I will continue my series of articles on selecting the appropriate infrastructure for running UI tests on each PR. The next three articles will delve into a thorough analysis of each potential solution, culminating in a final comparison.

In this article, I will discuss the most popular solutions for running UI tests on Android: BrowserStack and Firebase Test Lab. The fourth article will focus on less popular but still familiar solutions for developers, such as SauceLabs, AWS Device Farm, LambdaTest, and Perfecto Mobile. The last article will discuss The Young and the Restless solutions: emulator.wtf and Marathon Cloud.

Let’s go!

Photo by James Mills on Unsplash

[DISCLAIMER]

At the outset, I must say that I hold the position of Co-Founder at MarathonLabs, the company whose solution (Marathon Cloud) is being discussed in this series. While I have attempted to remain impartial, I acknowledge that some of my views may be biased. Therefore, I would appreciate any feedback to ensure that this research remains objective.

Also, I must clarify that this study does not aim to provide an exhaustive evaluation of the products in question. Rather, it is based on my brief interactions with each one and reflects my personal opinions. Assessing factors like stability and scalability can be difficult when working with trial versions of solutions, as there may be insufficient data or time to arrive at definitive conclusions. Therefore, some of my conclusions may be subjective or inaccurate. Nonetheless, I trust that these articles will serve as a useful guide in navigating the complex landscape of UI Testing Infrastructure.

BrowserStack
Supported platforms
BrowserStack offers a wide range of framework support for mobile, web, and cross-platform solutions.

Interface
Installing and using the CLI tool provided by BrowserStack is relatively simple. The documentation is clear and easy to follow. You can start by familiarizing yourself with the instructions for using Espresso, which can be found in this documentation chapter.

When using BrowserStack CLI, developers need to utilize distinct commands for uploading apks and running the test suite, and there is no runtime involved.

You'll need to access the BrowserStack UI to check on the progress of your tests. Additionally, all configurations are delivered via CLI parameters—there are no configuration files involved.

Stability
It’s disappointing that BrowserStack lacks a retry mechanism. Additionally, BrowserStack exclusively features real devices, without any emulators, which can negatively impact stability.

I’ve encountered issues with tests that are sometimes flaky (only 1–2 out of 50), causing the entire test suite to fail due to a lack of retries. Another frustrating aspect is that if I use more shards than tests, the test suite also fails.

It is possible to apply “clearPackageData” here.

Time and Scalability
To parallelize test suite execution, the user can select the number of shards and the sharding strategy. The documentation provides all the necessary information.

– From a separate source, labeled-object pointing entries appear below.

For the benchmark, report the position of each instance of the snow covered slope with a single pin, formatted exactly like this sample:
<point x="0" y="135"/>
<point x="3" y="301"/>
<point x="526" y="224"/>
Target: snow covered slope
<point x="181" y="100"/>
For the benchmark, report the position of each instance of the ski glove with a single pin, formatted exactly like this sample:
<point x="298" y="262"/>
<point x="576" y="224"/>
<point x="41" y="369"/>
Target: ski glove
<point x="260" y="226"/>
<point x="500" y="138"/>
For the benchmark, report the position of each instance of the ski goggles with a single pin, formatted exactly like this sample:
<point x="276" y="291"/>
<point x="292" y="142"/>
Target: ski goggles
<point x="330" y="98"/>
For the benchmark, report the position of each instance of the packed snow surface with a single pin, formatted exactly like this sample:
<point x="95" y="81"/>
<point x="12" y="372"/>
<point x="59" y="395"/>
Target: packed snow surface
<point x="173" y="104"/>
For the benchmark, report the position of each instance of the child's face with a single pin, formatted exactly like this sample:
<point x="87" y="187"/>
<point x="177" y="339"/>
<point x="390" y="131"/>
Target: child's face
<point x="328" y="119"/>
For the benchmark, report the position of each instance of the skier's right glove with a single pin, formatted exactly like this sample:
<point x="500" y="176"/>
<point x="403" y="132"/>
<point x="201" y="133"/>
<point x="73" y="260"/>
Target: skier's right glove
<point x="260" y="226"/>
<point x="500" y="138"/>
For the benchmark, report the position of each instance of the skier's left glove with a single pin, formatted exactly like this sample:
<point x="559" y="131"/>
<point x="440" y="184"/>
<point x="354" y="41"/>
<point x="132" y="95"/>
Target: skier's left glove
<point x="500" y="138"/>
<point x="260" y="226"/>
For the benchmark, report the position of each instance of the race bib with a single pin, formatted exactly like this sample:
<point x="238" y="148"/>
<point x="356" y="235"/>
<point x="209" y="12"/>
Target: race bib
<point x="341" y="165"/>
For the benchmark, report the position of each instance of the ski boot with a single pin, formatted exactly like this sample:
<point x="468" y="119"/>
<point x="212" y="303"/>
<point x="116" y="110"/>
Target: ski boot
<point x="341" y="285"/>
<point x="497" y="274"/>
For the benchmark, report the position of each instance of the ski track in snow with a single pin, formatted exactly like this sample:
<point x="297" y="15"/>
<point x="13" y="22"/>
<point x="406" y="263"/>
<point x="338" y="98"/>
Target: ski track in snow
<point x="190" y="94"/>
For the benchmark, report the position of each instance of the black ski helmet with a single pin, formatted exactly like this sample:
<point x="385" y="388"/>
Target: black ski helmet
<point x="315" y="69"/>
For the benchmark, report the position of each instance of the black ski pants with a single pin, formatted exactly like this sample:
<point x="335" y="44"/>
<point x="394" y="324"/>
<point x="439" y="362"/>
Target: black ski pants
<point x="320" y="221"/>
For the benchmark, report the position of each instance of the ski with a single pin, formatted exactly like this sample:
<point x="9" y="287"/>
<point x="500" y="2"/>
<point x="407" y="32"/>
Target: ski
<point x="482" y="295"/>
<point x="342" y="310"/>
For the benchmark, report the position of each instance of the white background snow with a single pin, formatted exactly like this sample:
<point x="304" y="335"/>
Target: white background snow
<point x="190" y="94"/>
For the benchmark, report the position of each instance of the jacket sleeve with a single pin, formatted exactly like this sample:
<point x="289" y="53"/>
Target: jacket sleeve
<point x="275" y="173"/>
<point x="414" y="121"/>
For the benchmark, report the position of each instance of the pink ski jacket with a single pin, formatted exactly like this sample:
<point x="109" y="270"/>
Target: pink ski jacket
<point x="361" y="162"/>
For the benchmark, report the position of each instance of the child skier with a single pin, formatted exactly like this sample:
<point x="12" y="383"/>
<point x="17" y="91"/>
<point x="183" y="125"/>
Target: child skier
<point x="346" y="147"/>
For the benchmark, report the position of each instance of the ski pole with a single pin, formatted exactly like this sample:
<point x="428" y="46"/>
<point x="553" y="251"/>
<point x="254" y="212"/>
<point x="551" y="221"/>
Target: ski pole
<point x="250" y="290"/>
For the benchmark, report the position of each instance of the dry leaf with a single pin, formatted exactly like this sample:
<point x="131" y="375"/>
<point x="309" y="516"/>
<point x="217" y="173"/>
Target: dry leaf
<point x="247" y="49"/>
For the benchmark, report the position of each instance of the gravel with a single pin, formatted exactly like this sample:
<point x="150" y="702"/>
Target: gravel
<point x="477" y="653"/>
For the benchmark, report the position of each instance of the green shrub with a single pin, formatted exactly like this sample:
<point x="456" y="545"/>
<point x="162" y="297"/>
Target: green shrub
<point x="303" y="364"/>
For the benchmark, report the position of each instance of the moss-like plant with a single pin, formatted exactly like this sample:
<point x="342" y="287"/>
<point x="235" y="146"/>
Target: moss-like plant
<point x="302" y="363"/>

One of the most intriguing aspects of this study involves conducting actual experiments and measuring time. To facilitate the runs, I have prepared two unique samples:

“50_0” sample that comprises 50 UI tests, and each test takes approximately 30 seconds to complete. Moreover, all of these tests are reliable and not prone to errors.
The “50_15” sample includes 50 UI tests with the same duration. However, it’s worth noting that 15% of these tests are considered flaky. I utilized a simple random function to ensure that these tests fail with a 15% probability.

I attempted to apply the following configuration everywhere for a test run:

use-orchestrator = true
clear-package-data = true
Android API = 29
number of parallels = 5 or 10

The numbers presented here, as well as for other products, are obtained only after three runs. It’s important to note that the number of runs is limited by free tiers in most products.

When using BrowserStack in trial mode, up to 5 parallels can be utilized. I will now share time measurements conducted under the conditions above:

Upload time of app.apk = 00:00:08
Upload time of appTest.apk = 00:00:04
Run of 50_0 suite (5 parallels) = 00:07:02

Reports
BrowserStack offers reports that display dashboards allowing users to view the results of their shards and test classes.

Each test’s details include all the necessary data required for further research, such as stack traces, videos of each test, various logs (including network logs), and more:

Cost
At BrowserStack, developers rent a set number of devices on a monthly or yearly basis for their testing needs:

As we previously discussed, this pricing model falls under the category of “Pay for a device per month.” However, when it comes to running tests on every Pull Request, this approach proves to be significantly more expensive as compared to the alternatives available under the “Pay for spent hours/minutes” category.

Security
The topic of security is extensive and warrants a dedicated article. I briefly discussed it in my previous article, but allow me to provide further information. As a user, I anticipate solutions to offer the following minimum requirements:

All communication is done through TLS.
All artifacts can be securely stored with a defined and manageable time to live (TTL).
After every testing session, all devices (including emulators and real ones) are cleared to ensure that any app-specific data is immediately removed. This solution provides a guarantee of data privacy and security.
Solutions offer the option to establish a proxy or IPSec connection, which ensures a secure connection between the user’s network and our network.
Solution allows for the definition of different roles for individuals within your organization.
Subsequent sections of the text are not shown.